しかし安定するまではITツールを用いてカスタマーサクセスを徹底し、しっかりと足場を固めることをおすすめします。
弊社では、カスタマーサクセスに特化したITツール「KiZUKAI」を提供しています。
顧客リストの作成や顧客情報管理といった機能はもちろん、AIがそれぞれの顧客のヘルススコアを算出し、解約リスクを把握することが可能です。
顧客の情報がある程度揃ってはいるものの、十分に分析する人手が足りない企業様でも手軽に利用いただけます。
地道なLTV改善がSaaSビジネスを健全にする

顧客の分析や、顧客との関係性の強化というタスクは、シンプルに見えて非常に奥深く、一朝一夕で達成できるものではありません。
解約率が大幅に改善したり、顧客が離脱するようなクレームが発生しなくなったりといったまとまった成果が現れるには、しばらく時間がかかってしまう場合もあるでしょう。

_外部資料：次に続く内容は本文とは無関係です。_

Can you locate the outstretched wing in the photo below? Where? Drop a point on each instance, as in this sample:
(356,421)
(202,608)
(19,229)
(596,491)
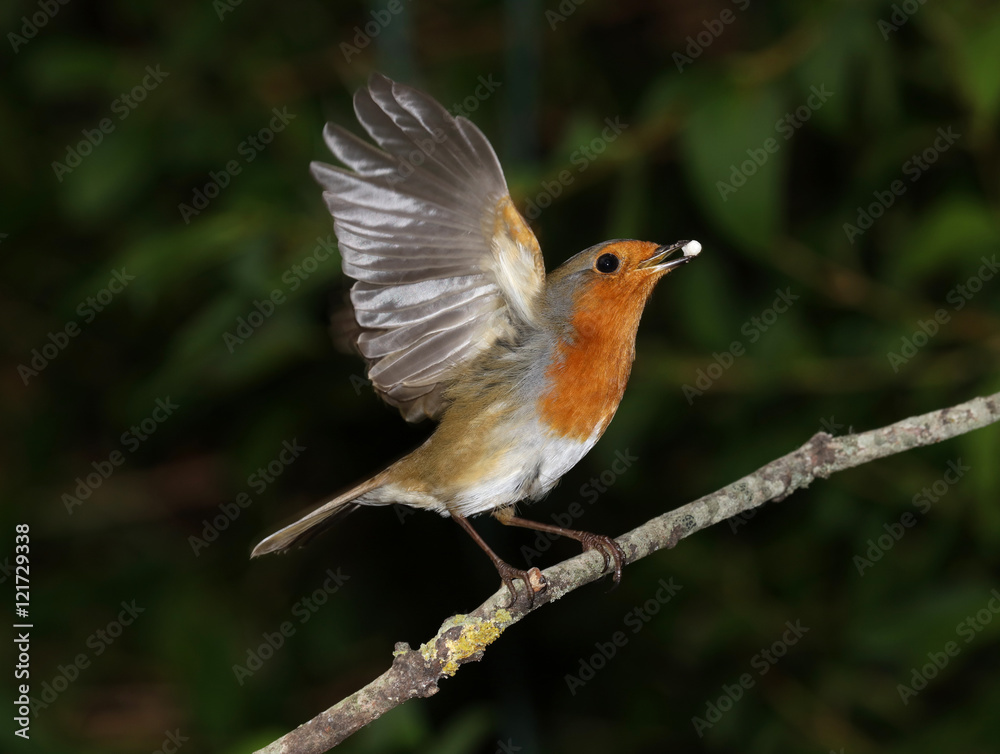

しかし、CRMやカスタマーサクセスは粘り強く継続することで顧客ロイヤリティの向上に繋がっていきます。
ゆくゆくは解約率が減少するだけでなく、利用料金のアップや最低利用期間の延長といった大胆な施策の実行に繋がる可能性もあります。
SaaSを早期に安定化するために、ITツールを用いて効率的にカスタマーサクセスに取り組みましょう。